I remember being selected for an exercise on active listening while I was in seminary — trust me, I did not volunteer. If you know me, you know I would not volunteer to sit in front of 60 classmates and talk about myself. But nonetheless I ended up “on display” (as my sister would say). I don’t remember what the professor asked me to talk about, but her role was to practice active listening. She kept repeating what I had said back to me, to which I kept responding, “Right… I just said that.” We would learn later on that repeating is a technique used in active listening. Only, just repeating is clearly not listening. I was more annoyed than validated when this professor kept echoing my words. If we are simply looking for echoes, we would all just buy parrots.
Of course, active listening is more than repeating. It is a technique designed to help us listen more engagingly and paraphrasing, not repeating, is encouraged. But the issue, when it comes to listening, is that it has to be more than a technique to be meaningful. I would argue that you can’t fake truly listening to someone. And perhaps that is why the Holy Spirit, God’s presence, is so compelling.

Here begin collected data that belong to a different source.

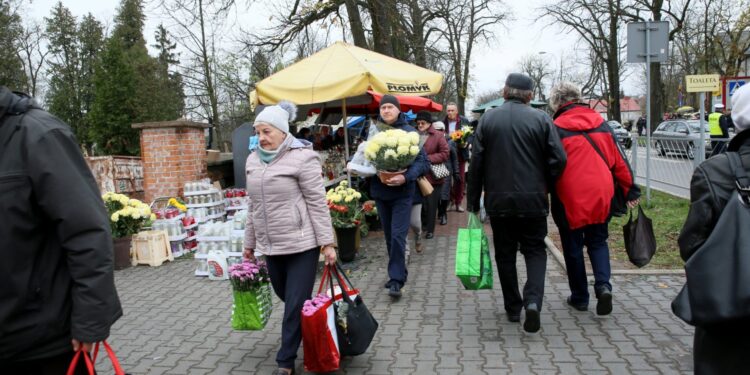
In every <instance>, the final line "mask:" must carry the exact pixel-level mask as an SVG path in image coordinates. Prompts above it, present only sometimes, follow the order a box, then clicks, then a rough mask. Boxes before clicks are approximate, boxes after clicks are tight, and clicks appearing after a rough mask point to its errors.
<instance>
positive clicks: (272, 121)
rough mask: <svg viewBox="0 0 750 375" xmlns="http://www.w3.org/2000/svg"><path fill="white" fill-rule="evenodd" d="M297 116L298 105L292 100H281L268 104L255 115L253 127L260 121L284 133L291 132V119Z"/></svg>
mask: <svg viewBox="0 0 750 375" xmlns="http://www.w3.org/2000/svg"><path fill="white" fill-rule="evenodd" d="M296 117H297V106H296V105H294V103H292V102H287V101H281V102H279V104H277V105H272V106H268V107H266V108H263V110H262V111H261V112H260V113H259V114H258V115H257V116H255V122H254V123H253V127H255V126H257V125H258V124H260V123H264V124H268V125H271V126H273V127H274V128H276V129H279V130H281V131H282V132H284V133H289V121H292V120H294V119H295V118H296Z"/></svg>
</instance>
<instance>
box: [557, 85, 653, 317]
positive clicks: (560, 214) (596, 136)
mask: <svg viewBox="0 0 750 375" xmlns="http://www.w3.org/2000/svg"><path fill="white" fill-rule="evenodd" d="M550 107H551V108H552V110H554V111H555V114H554V116H553V118H554V123H555V126H556V127H557V131H558V134H559V135H560V139H561V140H562V144H563V147H564V148H565V152H566V153H567V155H568V163H567V165H566V167H565V169H564V170H563V173H562V175H561V176H560V177H559V179H558V180H557V182H556V184H555V192H554V194H552V217H553V218H554V219H555V223H556V224H557V226H558V228H559V230H560V240H561V242H562V247H563V254H564V255H565V265H566V268H567V270H568V285H570V291H571V292H572V293H571V296H570V297H568V300H567V302H568V304H569V305H571V306H572V307H573V308H575V309H576V310H579V311H586V310H588V304H589V292H588V282H587V280H586V267H585V264H584V261H583V246H584V245H585V246H586V248H587V250H588V254H589V259H590V261H591V267H592V268H593V270H594V280H595V283H594V292H595V293H596V298H597V300H598V302H597V305H596V313H597V314H598V315H608V314H609V313H610V312H612V284H610V282H609V278H610V264H609V247H608V246H607V237H608V236H609V233H608V223H609V219H610V218H611V215H610V205H611V201H612V197H613V196H614V191H615V184H618V185H619V186H620V187H621V188H622V190H623V192H624V193H625V199H626V200H627V201H628V206H629V207H631V208H632V207H634V206H635V205H636V204H638V197H639V196H640V189H639V188H638V185H636V184H635V181H634V176H633V172H632V171H631V169H630V165H629V164H628V161H627V159H626V158H625V156H624V154H623V153H622V150H621V149H620V147H619V146H618V144H617V141H616V139H615V135H614V133H613V132H612V129H611V128H610V127H609V125H607V122H606V121H605V120H604V119H602V117H601V116H600V115H599V113H597V112H596V111H594V110H593V109H591V108H589V107H588V105H586V104H582V103H581V92H580V91H579V89H578V87H576V86H575V85H573V84H571V83H568V82H562V83H560V84H559V85H558V86H556V87H554V88H553V89H552V92H551V93H550Z"/></svg>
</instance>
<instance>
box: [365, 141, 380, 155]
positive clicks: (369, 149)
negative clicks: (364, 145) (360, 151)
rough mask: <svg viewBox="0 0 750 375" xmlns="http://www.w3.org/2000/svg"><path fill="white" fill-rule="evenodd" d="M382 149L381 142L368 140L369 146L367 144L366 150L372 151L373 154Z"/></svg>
mask: <svg viewBox="0 0 750 375" xmlns="http://www.w3.org/2000/svg"><path fill="white" fill-rule="evenodd" d="M379 150H380V144H379V143H377V142H367V146H365V151H370V152H372V153H373V154H375V153H377V152H378V151H379Z"/></svg>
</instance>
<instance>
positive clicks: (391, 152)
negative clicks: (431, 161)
mask: <svg viewBox="0 0 750 375" xmlns="http://www.w3.org/2000/svg"><path fill="white" fill-rule="evenodd" d="M419 144H420V138H419V134H417V133H416V132H406V131H403V130H401V129H390V130H386V131H383V132H379V133H377V134H375V135H374V136H373V137H372V138H371V139H370V140H368V141H367V144H366V146H365V159H367V160H368V161H369V162H370V163H372V164H373V165H374V166H375V169H377V170H378V177H379V178H380V181H381V182H382V183H384V184H387V181H388V179H390V178H391V177H393V176H395V175H399V174H403V173H404V172H406V168H407V167H409V165H410V164H411V163H412V162H413V161H414V159H415V158H416V157H417V154H419Z"/></svg>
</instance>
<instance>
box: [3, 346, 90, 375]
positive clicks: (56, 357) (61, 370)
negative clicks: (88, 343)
mask: <svg viewBox="0 0 750 375" xmlns="http://www.w3.org/2000/svg"><path fill="white" fill-rule="evenodd" d="M74 355H75V352H73V348H72V347H71V349H70V352H68V353H65V354H60V355H57V356H54V357H49V358H43V359H35V360H31V361H23V362H3V361H2V360H0V374H9V375H10V374H19V375H20V374H23V375H65V374H67V371H68V366H70V362H71V361H72V360H73V356H74ZM74 374H75V375H88V374H89V372H88V370H87V369H86V362H85V361H84V359H83V357H81V358H79V359H78V364H77V365H76V370H75V373H74Z"/></svg>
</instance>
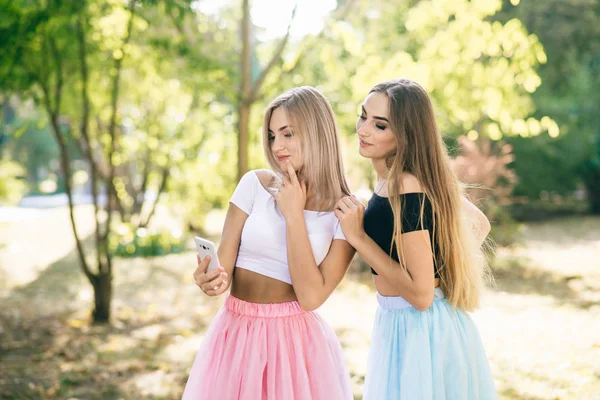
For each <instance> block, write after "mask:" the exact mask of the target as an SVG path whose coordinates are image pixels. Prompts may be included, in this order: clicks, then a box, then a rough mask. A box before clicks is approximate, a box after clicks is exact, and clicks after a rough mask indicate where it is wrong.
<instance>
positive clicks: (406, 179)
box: [336, 179, 435, 311]
mask: <svg viewBox="0 0 600 400" xmlns="http://www.w3.org/2000/svg"><path fill="white" fill-rule="evenodd" d="M402 187H403V192H405V193H409V192H420V191H421V187H420V185H419V184H418V182H417V181H416V180H415V179H405V180H404V181H403V186H402ZM336 208H337V209H336V216H337V217H338V219H339V220H340V223H341V226H342V230H343V232H344V235H345V236H346V239H347V240H348V242H349V243H350V244H351V245H352V246H353V247H354V248H355V249H356V251H357V252H358V253H359V254H360V255H361V257H363V259H364V260H365V261H366V262H367V264H369V265H370V266H371V267H372V268H373V269H374V270H375V272H377V274H378V275H380V276H381V277H382V278H383V279H385V280H386V282H389V283H390V284H391V285H392V286H393V287H395V288H396V289H397V291H398V293H401V296H402V297H404V298H405V299H406V300H407V301H408V302H409V303H410V304H411V305H413V306H414V307H415V308H416V309H418V310H421V311H424V310H426V309H427V308H429V306H430V305H431V303H432V302H433V298H434V286H435V274H434V265H433V255H432V254H433V252H432V247H431V241H430V238H429V232H428V231H427V230H420V231H414V232H408V233H404V234H402V236H401V240H402V246H403V250H404V262H405V263H406V269H407V271H408V274H406V273H404V272H403V271H402V267H401V265H400V264H399V263H398V262H396V261H394V260H393V259H392V258H391V257H390V256H389V254H387V253H386V252H385V251H384V250H382V249H381V247H379V245H377V243H375V241H373V239H371V238H370V237H369V236H368V235H367V234H366V233H365V231H364V227H363V219H364V210H365V207H364V205H363V204H362V203H360V202H359V201H358V200H357V199H356V198H354V197H353V196H348V197H345V198H343V199H342V200H340V201H339V202H338V204H337V206H336Z"/></svg>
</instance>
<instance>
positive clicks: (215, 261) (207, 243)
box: [194, 236, 221, 272]
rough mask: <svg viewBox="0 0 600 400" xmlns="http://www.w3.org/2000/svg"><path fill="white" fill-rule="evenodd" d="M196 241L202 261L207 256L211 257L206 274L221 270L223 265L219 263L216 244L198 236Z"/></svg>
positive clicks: (195, 237) (196, 238) (199, 254)
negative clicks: (215, 247)
mask: <svg viewBox="0 0 600 400" xmlns="http://www.w3.org/2000/svg"><path fill="white" fill-rule="evenodd" d="M194 241H195V242H196V250H197V251H198V255H199V256H200V260H201V261H202V260H204V258H205V257H206V256H210V264H208V269H207V270H206V272H211V271H214V270H215V269H217V268H219V266H220V265H221V264H220V263H219V256H217V252H216V251H215V244H214V243H213V242H211V241H210V240H207V239H204V238H201V237H199V236H196V237H195V238H194Z"/></svg>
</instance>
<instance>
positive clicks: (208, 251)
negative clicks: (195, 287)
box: [194, 236, 228, 296]
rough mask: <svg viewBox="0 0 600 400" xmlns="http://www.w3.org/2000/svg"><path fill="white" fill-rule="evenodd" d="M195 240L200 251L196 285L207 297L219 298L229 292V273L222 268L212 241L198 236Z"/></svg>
mask: <svg viewBox="0 0 600 400" xmlns="http://www.w3.org/2000/svg"><path fill="white" fill-rule="evenodd" d="M194 240H195V242H196V248H197V250H198V255H197V259H198V267H197V268H196V270H195V271H194V280H195V281H196V285H197V286H198V287H199V288H200V289H202V291H203V292H204V293H205V294H206V295H207V296H218V295H220V294H222V293H224V292H225V291H226V290H227V287H228V284H227V272H225V269H224V268H223V267H221V265H220V263H219V258H218V256H217V252H216V251H215V245H214V244H213V243H212V242H211V241H210V240H206V239H203V238H200V237H197V236H196V237H195V238H194ZM207 257H209V258H210V261H209V259H207Z"/></svg>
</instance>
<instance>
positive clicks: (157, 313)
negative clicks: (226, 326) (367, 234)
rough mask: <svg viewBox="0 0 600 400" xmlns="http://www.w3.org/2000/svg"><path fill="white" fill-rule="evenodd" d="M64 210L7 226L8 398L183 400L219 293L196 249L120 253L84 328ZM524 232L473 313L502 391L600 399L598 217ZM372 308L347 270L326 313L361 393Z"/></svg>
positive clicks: (365, 359) (374, 305)
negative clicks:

There was a really beautiful moment in a recent episode of the TV show “This Is Us” when Randall, a main character, makes the decision to attend an adoption support group. Before he goes, his wife Beth reminds him to do some listening too. Randall is known for eloquent speeches and deep thoughts, but Beth senses he needs to just listen. The scene opens with another participant being given permission to share, and then a few others. When the group leader decides it is Randall’s turn to share, he responds with, “Would it be all right if I just keep listening for a little while?” Of course, the answer is yes.
Have you ever asked that question? Would it be all right if I just keep listening for a little while? I think our Creator asks us that daily. We call out to God for answers, and God petitions us to listen. We even demand that God “give us a sign” or “show us the way,” and the Almighty keeps listening.
I have been blessed with some great listeners in my life. When I need to talk, I know they will really listen – not the kind of listening where they hear my words and respond with an in-kind story about them, not the kind of “first date” listening where they robotically ask probing questions (if you’ve ever been single, you know this is a thing), not the kind of listening that has a time limit on it before they “need to get going” or get their phone out and scroll – the kind of listening where the silence compels me even when my mind wants to hold back from sharing. I have some great listeners in my life, but who do I listen to? Who would call me a great listener? Am I someone’s first choice listener?
The world is noisy. Even if you live by yourself or work alone from home, the world perpetuates noise. God’s gift to us, so often, is to perpetuate silence, stillness, pause. And we so often push back and try to press God for a response. In that active listening exercise in seminary, my soul felt pressed in upon by the constant responses. Authentic listening is the antithesis of active response, but the active piece of “active listening” is still there.
What we so often fail to recognize is that God listening to us is not God taking a break or doing nothing; God is at work in the listening. True, authentic listening engages the heart. When you truly listen to someone, their life becomes a part of you. You may even feel compelled to share their story — because in a way, it becomes your story too. When God listens, God is (Emmanuel) with us. God is not asleep or out to lunch or on vacation, God is with us. I can’t help but think of how much more present God would be in our communities if we were with listening with one another. If we, just once, were brave enough, when it was our turn to respond, with that question: Would it be all right if I just keep listening for a little while? And then, if we truly did listen as our response.